We report here an angiofibroma of soft tissue which had the chromosome translocations t(4;5)(q24;q31) and t(5;8;17)(p15;q13;q21) and identified the fusion genes generated by the two translocations. Our data show that, in addition to the reported AHRR-NCOA2, the tumor carried also other fusion genes resulting from the chromosomal aberrations that might have contributed to tumorigenesis as well.
Materials and methods
Ethics statement
The study was approved by the regional Ethics Committee (Regional komité for medisinsk forskningsetikk Sør-Øst, Norge; http://helseforskning.etikkom.no), and written informed consent was obtained from the patient to publication of the case details. The Ethics Committee's approval included a review of the consent procedure. All patient information has been de-identified.
Case history
The patient was a 45-year-old male in whom MRI of the abdomen and pelvis showed a 53-mm tumor in the right inguinal region partially surrounding large vessels. The patient had been aware of the lesion for several years. Surgery was performed with removal of the entire tumor including part of the right deep femoral artery with immediate reconstruction of the vessel. The postoperative period was eventless and to date there is no sign of tumor relapse.
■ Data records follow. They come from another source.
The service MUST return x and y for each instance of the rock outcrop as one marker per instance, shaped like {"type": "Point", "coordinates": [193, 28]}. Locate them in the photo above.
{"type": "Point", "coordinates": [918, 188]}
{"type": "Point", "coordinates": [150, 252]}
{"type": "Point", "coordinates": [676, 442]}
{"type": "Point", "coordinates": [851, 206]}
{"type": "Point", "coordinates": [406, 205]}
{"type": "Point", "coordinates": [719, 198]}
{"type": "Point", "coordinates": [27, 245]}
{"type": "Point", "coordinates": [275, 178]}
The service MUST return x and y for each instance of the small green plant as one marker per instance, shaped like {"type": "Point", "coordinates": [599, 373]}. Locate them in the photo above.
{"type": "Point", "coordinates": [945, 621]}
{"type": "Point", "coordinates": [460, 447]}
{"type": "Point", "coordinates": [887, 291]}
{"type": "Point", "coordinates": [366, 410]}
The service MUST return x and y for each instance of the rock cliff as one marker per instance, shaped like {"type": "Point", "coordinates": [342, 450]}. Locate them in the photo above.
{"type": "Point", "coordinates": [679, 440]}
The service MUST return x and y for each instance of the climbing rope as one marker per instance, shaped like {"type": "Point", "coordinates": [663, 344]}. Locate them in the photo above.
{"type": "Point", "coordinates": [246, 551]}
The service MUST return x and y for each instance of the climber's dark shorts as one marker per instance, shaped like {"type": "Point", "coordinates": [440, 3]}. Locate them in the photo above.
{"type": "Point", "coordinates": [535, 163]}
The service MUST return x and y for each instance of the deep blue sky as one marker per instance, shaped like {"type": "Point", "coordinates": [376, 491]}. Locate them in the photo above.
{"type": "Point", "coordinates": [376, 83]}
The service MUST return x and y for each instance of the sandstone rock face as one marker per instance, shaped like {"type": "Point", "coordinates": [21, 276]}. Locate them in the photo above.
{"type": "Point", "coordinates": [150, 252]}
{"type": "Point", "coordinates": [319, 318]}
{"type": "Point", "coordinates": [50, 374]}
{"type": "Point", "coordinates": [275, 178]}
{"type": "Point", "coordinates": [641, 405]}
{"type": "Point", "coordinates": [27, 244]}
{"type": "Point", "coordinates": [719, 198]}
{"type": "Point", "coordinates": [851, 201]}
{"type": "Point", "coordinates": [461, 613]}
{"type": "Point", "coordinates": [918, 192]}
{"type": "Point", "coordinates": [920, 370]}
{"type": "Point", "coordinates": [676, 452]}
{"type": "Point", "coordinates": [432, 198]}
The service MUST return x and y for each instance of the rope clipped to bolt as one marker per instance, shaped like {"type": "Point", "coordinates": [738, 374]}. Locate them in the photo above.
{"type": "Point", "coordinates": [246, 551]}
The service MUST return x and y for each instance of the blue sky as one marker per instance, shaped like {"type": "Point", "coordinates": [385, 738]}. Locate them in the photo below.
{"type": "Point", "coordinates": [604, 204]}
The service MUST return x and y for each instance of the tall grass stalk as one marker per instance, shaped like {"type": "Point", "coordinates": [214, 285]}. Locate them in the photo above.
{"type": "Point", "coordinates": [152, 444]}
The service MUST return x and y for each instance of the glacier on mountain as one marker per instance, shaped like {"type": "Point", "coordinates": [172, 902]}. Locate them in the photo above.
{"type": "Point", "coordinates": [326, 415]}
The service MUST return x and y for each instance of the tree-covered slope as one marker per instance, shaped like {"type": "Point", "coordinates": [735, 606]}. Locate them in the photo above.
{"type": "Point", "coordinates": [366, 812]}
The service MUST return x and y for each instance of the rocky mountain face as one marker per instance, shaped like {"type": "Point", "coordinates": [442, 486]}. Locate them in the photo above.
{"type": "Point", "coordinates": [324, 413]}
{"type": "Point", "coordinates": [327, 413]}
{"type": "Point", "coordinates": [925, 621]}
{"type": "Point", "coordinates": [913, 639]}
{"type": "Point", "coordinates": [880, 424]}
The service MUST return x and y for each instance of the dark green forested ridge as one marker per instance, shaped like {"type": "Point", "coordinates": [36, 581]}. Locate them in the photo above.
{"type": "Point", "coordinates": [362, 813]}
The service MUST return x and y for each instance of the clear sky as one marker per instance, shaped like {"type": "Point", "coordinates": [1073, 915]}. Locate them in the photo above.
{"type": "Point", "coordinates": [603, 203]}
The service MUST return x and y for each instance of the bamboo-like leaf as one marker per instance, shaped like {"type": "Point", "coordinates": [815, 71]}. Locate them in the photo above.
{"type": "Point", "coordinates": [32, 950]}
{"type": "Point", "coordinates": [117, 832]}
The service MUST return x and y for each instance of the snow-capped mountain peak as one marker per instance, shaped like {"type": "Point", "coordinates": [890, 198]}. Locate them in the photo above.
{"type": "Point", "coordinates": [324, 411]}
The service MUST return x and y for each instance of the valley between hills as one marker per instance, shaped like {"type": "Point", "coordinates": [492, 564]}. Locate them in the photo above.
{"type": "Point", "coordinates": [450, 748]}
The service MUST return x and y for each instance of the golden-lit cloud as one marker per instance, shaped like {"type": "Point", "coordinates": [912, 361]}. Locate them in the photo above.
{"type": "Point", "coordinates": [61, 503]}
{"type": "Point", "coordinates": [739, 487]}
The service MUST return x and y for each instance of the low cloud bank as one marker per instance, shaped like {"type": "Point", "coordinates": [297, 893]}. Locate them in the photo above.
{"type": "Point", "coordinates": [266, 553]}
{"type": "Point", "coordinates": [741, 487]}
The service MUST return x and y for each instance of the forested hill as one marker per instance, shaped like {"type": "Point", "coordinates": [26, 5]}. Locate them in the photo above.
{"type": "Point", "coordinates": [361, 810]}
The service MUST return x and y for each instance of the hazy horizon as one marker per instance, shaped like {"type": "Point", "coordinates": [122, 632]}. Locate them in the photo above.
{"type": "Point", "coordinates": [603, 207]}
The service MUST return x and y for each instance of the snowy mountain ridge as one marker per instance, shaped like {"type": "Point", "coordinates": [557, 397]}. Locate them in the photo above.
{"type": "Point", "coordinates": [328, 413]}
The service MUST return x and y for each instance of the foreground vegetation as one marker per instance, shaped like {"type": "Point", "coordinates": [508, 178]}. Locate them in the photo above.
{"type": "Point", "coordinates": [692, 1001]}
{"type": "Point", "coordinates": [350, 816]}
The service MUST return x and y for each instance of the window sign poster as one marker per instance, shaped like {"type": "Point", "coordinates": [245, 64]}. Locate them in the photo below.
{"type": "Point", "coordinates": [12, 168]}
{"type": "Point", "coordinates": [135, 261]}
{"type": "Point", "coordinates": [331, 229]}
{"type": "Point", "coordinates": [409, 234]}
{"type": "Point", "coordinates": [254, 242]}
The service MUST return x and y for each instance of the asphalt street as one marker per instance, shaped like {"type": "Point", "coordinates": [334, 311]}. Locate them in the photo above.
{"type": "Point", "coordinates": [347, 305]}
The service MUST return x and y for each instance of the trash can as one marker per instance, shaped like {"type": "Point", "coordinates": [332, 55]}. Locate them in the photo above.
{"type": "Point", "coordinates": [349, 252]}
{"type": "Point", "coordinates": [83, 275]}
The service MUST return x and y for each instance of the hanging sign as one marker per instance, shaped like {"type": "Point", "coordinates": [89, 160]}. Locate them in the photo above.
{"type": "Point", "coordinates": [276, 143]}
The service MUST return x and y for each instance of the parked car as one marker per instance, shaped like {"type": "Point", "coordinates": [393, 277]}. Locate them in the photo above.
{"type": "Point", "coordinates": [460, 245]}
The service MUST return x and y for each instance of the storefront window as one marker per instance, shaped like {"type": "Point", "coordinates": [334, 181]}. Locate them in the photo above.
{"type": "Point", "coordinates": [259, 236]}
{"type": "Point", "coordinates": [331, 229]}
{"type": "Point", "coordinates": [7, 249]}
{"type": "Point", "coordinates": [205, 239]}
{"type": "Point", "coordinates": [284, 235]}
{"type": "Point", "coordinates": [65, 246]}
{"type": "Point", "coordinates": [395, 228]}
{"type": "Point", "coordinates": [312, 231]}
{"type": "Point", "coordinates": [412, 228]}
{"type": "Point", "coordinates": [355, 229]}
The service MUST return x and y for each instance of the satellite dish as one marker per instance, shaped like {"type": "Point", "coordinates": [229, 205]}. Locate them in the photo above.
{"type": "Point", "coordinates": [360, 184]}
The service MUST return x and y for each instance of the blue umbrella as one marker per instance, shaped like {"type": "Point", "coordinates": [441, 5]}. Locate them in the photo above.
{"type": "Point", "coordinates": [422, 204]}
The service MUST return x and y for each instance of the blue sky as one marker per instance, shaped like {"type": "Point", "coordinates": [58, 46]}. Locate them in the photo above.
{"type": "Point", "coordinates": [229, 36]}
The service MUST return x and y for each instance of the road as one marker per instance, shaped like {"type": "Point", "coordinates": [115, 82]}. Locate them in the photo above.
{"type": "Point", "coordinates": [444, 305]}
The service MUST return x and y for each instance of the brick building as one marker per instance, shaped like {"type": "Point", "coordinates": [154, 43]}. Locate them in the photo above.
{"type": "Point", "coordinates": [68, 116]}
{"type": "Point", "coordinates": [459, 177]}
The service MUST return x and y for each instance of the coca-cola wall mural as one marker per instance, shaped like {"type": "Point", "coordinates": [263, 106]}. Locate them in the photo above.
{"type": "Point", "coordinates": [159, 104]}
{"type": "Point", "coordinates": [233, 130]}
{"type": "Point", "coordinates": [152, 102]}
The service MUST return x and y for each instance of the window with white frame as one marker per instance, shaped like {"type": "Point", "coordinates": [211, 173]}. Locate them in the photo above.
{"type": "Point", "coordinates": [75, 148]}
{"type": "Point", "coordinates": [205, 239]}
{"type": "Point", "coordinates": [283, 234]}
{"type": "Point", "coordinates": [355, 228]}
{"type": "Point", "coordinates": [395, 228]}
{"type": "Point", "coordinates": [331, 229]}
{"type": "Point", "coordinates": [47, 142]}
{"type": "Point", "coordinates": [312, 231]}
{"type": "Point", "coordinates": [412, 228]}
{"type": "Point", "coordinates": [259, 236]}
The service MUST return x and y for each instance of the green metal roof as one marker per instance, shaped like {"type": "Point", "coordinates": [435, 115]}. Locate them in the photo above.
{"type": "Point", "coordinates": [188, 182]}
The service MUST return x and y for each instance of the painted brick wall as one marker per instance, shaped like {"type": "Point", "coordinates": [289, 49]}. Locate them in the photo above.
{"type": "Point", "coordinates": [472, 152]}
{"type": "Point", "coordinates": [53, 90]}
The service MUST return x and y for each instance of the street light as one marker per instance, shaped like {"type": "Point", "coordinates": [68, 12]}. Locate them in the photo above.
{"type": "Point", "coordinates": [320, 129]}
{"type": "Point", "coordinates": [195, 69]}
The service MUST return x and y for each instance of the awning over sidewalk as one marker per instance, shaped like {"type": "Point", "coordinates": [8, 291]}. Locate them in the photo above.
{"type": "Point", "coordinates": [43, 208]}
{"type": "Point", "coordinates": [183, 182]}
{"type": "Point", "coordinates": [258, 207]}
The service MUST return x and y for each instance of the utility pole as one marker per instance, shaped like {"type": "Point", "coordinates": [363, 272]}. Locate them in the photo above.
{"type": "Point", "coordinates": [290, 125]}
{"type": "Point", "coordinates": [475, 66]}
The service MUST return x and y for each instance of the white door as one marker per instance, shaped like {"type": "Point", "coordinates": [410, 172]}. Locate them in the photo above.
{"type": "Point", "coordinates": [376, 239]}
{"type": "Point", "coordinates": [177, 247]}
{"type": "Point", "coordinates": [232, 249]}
The specimen (58×45×45 mm) showed an encapsuled, well-circumscribed tumor with a homogenous gray/white cut surface. There were no signs of necrosis or bleeding. Routine microscopy showed a tumorous proliferation of small, spindled cells without atypia or mitotic activity (Fig. 1A–C). There were a lot of small, thin-walled blood vessels in the background (Fig. 1A–C). Immunohistochemical examination showed low proliferative activity (MIB1/Ki67 <5%) (Fig. 1D) and the vessels highlighted by the endothelial marker CD34 (Fig. 1E). The clinical setting as well as histopathological features fit well with a diagnosis of angiofibroma of soft tissue (1).
G-banding and karyotyping
Fresh tissue from the tumor was processed for cytogenetic analysis as part of our diagnostic routine. The sample was disaggregated mechanically and enzymatically with collagenase II (Worthington Biochemical Corp., Freehold, NJ, USA). The resulting cells were cultured and harvested using standard techniques. Chromosome preparations were G-banded with Wright stain and examined. The karyotype was written according to the International System for Human Cytogenetic Nomenclature (ISCN) 2013 guidelines (8).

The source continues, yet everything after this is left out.